Reloj, detén tu camino: sobre «El cantar de las agujas», de Jaime Cabrera Junco

Rossella Di Paolo sobre El cantar de las agujas

La poeta Rossella Di Paolo analiza y comenta el poemario «El cantar de las agujas», de Jaime Cabrera Junco, que nos presenta una jornada de un día en la vida de un oficinista. El texto fue leído por la autora el sábado 4 de febrero de 2023 en la Casa de la Literatura Peruana.

 

 

 

                                       Amado sea el que trabaja al día, al mes, a la hora,

                                       el que suda de pena o de vergüenza

                                                                                                César Vallejo

 

 

Por Rossella Di Paolo

La primera vez que escuché el título, El cantar de las agujas, recordé a mi abuela tejiéndonos chompas azules y rojas, y vestidos de colores para nuestras muñecas. Su sonrisa, sus dedos ágiles y el entrechocar de las agujas imprimían una tranquila música a su labor.

Pero en realidad se habla de las agujas del reloj. Agujas que nos destejen, nos desnudan, nos desviven. Como un Sísifo que empuja su piedra hacia lo alto de una montaña y la deja caer al otro lado, estos conmovedores poemas describen la rutina inútil en la que está atrapado un oficinista. Desde temprano, las horas y minutos van pespuntando su vida o su no vida. De hecho, ellas son los títulos de cada poema: 6:50 am, hora de levantarse y saludar a los padres. 7:30 am, hacer cola en el paradero para abordar el transporte público. 8:50, correr al centro de trabajo “para que los hacedores de planillas no mutilen otra vez”. 9:01 am, saludar, sonreír a los colegas y encender la computadora. 9:10 am, primer café, recontar documentos “que alimentarán el bosque moroso de algún despacho”…

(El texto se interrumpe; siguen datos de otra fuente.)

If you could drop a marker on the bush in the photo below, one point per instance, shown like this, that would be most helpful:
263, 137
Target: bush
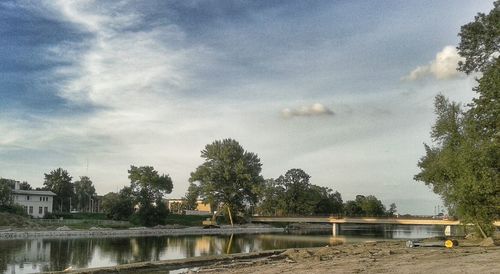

Y así, como hitos en la carretera, las horas conducen, “cogotean” al trabajador hasta la noche, hasta su vuelta a casa en transporte público: (“Tantas veces/ me disuelvo en viajes”), y al llegar, su intento de escribir un poema, frustrado por el cansancio. También su intento de dormir a pesar de los ruidos o silbatos de la calle, para seguir con la misma rutina el día siguiente. A veces, la rutina pone orden en nuestras vidas. Pero cuando se trata de una rutina sin sentido (“Reanudo el informe númeroyaquéimporta”) lo que pone es desorden, frustración, amargura. Ni siquiera es por un sueldo atractivo. No. Es “sueldotela”, sueldo que se gasta antes de recibirlo: “Salario sal de calvario.”

En el libro Poemas de la oficina de Mario Benedetti, encontramos la expresión “pucha qué triste” para referirse a un trabajo sin sentido, que aliena al hombre, lo escinde. Ironizando el lenguaje burocrático, leemos en las páginas de Jaime Cabrera: “la proactividad es la nueva visión del orbe laboral. Pucha qué triste. La resiliencia el mantra para sobrevivir. Pucha qué triste”.

Las palabras verdaderas se destruyen por causa del lenguaje estereotipado. Las palabras se desgastan, como ocurre en “Los bofes”, de Carlos Germán Belli:

Estos que hoy boto mal mi grado,

tamaños montes cuando me jubile,

como mil dejaré al fin (¡ja, ja, ja!

bofes, ¡ja, ja, ja! bofes nunca más)

 

En El cantar de las agujas, el poeta nos dice:

animales en cautiverio

redes de metal y plástico

trabajar para

desvivir para

trabar bajo tras

jobatra jo jo

bah

 

Referencias literarias al catoblepas, al cíclope, a Borges, Belli, Benedetti, Ribeyro, se mezclan con la jerga de los transportistas o sus cobradores: pie derecho, ¡sube, pisa, dale!, pague con sencilloy todo envuelve al oficinista en un abrazo letal, tal como los olores y hedores de la ciudad, que son descritos con extraordinario cuidado. Es la otra vida de las ciudades, junto con el peligro real de ser asaltados a la vuelta de cada esquina. Incluso varias palabras se pegan entre sí: sueldotela, ventanárbol, ruidoficina, gatambulancia… como si apuradas y ciegas chocaran unas contra otras.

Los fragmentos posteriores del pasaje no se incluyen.